A社では、この件に関与している部門は、あわせて4つもあります。それぞれ国際部、マーケティング部、経営企画部と広報部です。
それぞれの部門の責任者は、この試作品を審査し、意見を述べなければなりません。
試作品の具体的な制作作業は、主に国際部の人によって行われてきたので、国際部はもちろん否定的な発言はしません。
しかし、その他の部門の責任者たちは、業界人としての一面を見せなければならないし、自分の存在感もピーアルしなくてはならないので、もちろん否定的な意見を出してくるのです。
いずれにせよ、チームワークなわけですから、もちろん功はみんなで分かち合わなくてはいけないでしょうね!
経営企画部の部長がまず発言をしました。
「中国人は謙虚な言い方を好むようですから、われわれは自分の商品が良いということばかり言うのではなくて、最後のところで‘みな様のご意見をお待ちしております’という言葉を付け加えたほうが良いと思います。」
彼の話に対して、みんなは「なるほど、そうですね。」と頷きました。すると、同行している制作担当部員は、ノートに「コマーシャルのセリフに、みな様のご意見をお待ちしておりますと付け加えること。」と書き留めます。
次に、広報部の責任者の番です。彼はずっと国内の宣伝広報の仕事を担当してきた人物なので、試作品の中の企業ロゴ表現について、不適切な部分を何ヶ所か指摘しました。
それにコマーシャルの海外管理に関してもいくつか確認しました。さらに同業他社の小企業に模倣されることを防ぐために、コマーシャルの原版を絶対に外部に流出させないように注意をしろ、というようなことを言いました。
彼の意見は、専門家の忠言として評価されるでしょう。
最後はマーケティング部です。マーケティング部の部長は出張で欠席したため、課長が代わりに出席することになりました。3人の部長と同席して、この課長は一所懸命に知恵を絞り、自分の能力を見せようとしているようでした。
課長は厳かに口を開きました。
「僕はこのコマーシャルのモデルさんが、赤いチャイナドレスを着ていることがちょっと気になっています。中国から帰ってきた同僚の話によれば、赤いチャイナドレスを着る女性は、人々に不真面目な印象を与えてしまうそうです。ですから、モデルさんの服を他の色に変えてほしいんですけど。」
課長の発言を聞いて、国際部部長と担当部員は懸命に笑いを堪えています。でも、彼に発言させない訳にもいかないし、彼の意見を参考にしない訳にもいきません。
さもないと、さらにおかしな「ご意見」が出され、もっと大変なことになるでしょう。ほかの2人の部長は、中国の事情が分からないので、なるほどと彼の意見に一目置いた様子です。

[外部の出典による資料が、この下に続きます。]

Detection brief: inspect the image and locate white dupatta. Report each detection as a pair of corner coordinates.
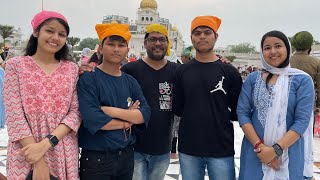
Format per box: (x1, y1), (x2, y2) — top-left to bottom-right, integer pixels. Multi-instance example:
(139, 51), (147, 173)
(261, 52), (313, 180)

彼らは国際部の制作担当部員に、課長の「ご意見」を必ず考慮してくださいと、言いおきました。
こうしてようやく試作品審査は通過しました。
その後、彼の話は会社の中で噂となり、一部の悪戯好きの社員は、こう言いました。
「不真面目な女性は、どんな色の服でも着ている訳ですよねぇ。じゃあ、真面目な女性は色のない服を着るんでしょうか?透け透けの服なんてかえって不真面目ですよねぇ。」